Mr. Rose has another question, "Wait, we can't just unilaterally take these actions. Customers must be alerted and give permission, right?" Well Axl, that depends.
Certainly, there are cases where the customer must provide increased privileges to restart certain subsystems or repair installs. There are also cases when an action could be time consuming or have undesirable side effects. However, most actions are clear, quick, and solve the problem without requiring user intervention. Regardless, the key word here is "action."
There's no point in alerting the user about anything unless it's actionable. That goes for all messages. What's the point of telling me an operation failed if there's no action I can take to fix it or prevent it from happening again? Why not just tell me to put an axe through the screen? If there is a constructive action I can take, why doesn't the code just take it? And we have the audacity at times to think the customer is dumb? Unbelievable.

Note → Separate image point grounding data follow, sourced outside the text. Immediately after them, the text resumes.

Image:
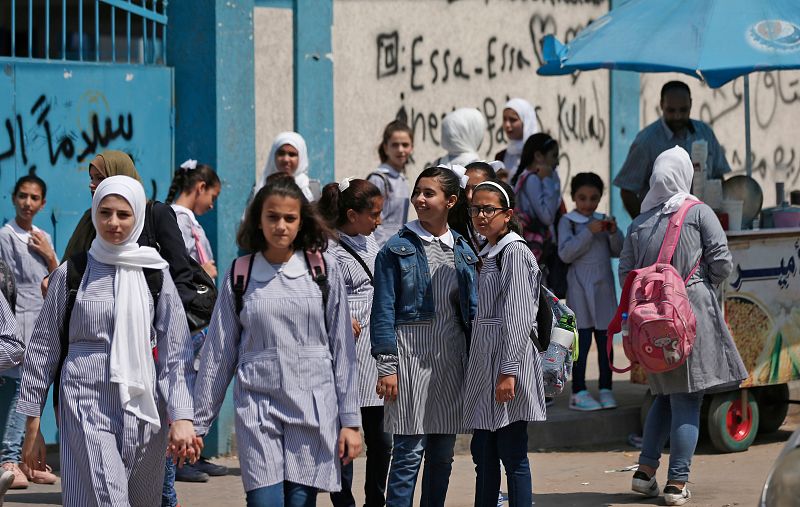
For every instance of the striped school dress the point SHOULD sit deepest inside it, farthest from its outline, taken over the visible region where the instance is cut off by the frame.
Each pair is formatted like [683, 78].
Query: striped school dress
[359, 297]
[108, 456]
[295, 384]
[432, 358]
[507, 304]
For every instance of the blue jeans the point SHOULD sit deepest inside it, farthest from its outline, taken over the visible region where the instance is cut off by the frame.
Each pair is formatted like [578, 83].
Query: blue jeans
[584, 345]
[406, 459]
[509, 445]
[675, 417]
[11, 451]
[169, 497]
[379, 452]
[287, 494]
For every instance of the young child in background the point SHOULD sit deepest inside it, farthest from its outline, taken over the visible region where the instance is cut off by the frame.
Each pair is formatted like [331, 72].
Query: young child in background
[195, 187]
[587, 240]
[390, 178]
[353, 207]
[29, 253]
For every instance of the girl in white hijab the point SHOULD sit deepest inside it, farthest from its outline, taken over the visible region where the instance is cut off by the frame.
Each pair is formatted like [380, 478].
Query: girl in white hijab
[462, 134]
[519, 123]
[671, 181]
[127, 372]
[290, 155]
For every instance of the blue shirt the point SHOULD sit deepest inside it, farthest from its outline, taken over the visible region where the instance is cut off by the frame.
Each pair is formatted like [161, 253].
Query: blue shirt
[657, 138]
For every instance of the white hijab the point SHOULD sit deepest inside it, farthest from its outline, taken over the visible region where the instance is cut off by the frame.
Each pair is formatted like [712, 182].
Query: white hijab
[530, 126]
[671, 181]
[462, 134]
[301, 174]
[131, 363]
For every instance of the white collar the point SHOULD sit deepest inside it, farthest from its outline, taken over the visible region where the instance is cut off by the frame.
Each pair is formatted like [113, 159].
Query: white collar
[578, 218]
[492, 251]
[446, 238]
[263, 271]
[19, 232]
[359, 240]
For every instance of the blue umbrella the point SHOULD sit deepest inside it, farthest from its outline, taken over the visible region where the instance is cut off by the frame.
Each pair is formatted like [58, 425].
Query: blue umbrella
[713, 40]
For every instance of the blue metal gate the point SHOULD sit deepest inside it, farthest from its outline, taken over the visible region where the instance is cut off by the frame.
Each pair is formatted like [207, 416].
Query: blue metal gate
[81, 76]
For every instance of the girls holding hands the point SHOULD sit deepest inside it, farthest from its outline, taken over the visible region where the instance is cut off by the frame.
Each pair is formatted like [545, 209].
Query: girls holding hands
[394, 151]
[587, 241]
[504, 388]
[420, 326]
[118, 395]
[288, 338]
[354, 208]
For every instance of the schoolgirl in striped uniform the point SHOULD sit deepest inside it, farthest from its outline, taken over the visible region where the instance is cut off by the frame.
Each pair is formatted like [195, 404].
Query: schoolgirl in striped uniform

"Fine, this is extra work though," complains Axl, "and who says the software won't just be retrying, restarting, rebooting, and reimaging all the time? After all, if the bug happened once, it will happen again." Actually Axl, bugs come in two flavors—repeatable and random. Some people call these Bohrbugs and Heisenbugs, respectively.
The terms Bohrbug and Heisenbug date back before the 1990s. Jim Gray talked about them in a 1985 paper, "Why Do Computers Stop and What Can Be Done About It?"
Using the five Rs will resolve random bugs, rendering them almost harmless. However, repeatable bugs will repeat, which is why logging these issues is so important. Even if the program or service doesn't crash, we still want the failure reported so we can recognize and repair the repeatable bugs, and perhaps even pin down the random bugs. The good news is that the nastiest bugs in this model, the repeatable ones, are by far the easiest to fix.
By putting in some extra work, we can make our software resilient to failure even if it isn't bug-free. It will just appear to be bug-free and continue operating that way indefinitely. All it takes is a change in how we think about errors—expecting, logging, and handling them instead of catching them. Isn't that worth the kudos (and free time) you'll get from family and friends when our software just works? Welcome to the new world.
I don't expect this new approach to happen tomorrow. It's a big change, particularly in the client and application areas. It used to be that only geeks had computers, so users knew how to restart and repair drivers. Now, everything just has to work with little or no user intervention. Part of the solution is higher engineering quality, but that only goes so far. There will always be failures even if the code is bug free. Resilience to failure is the clear next step.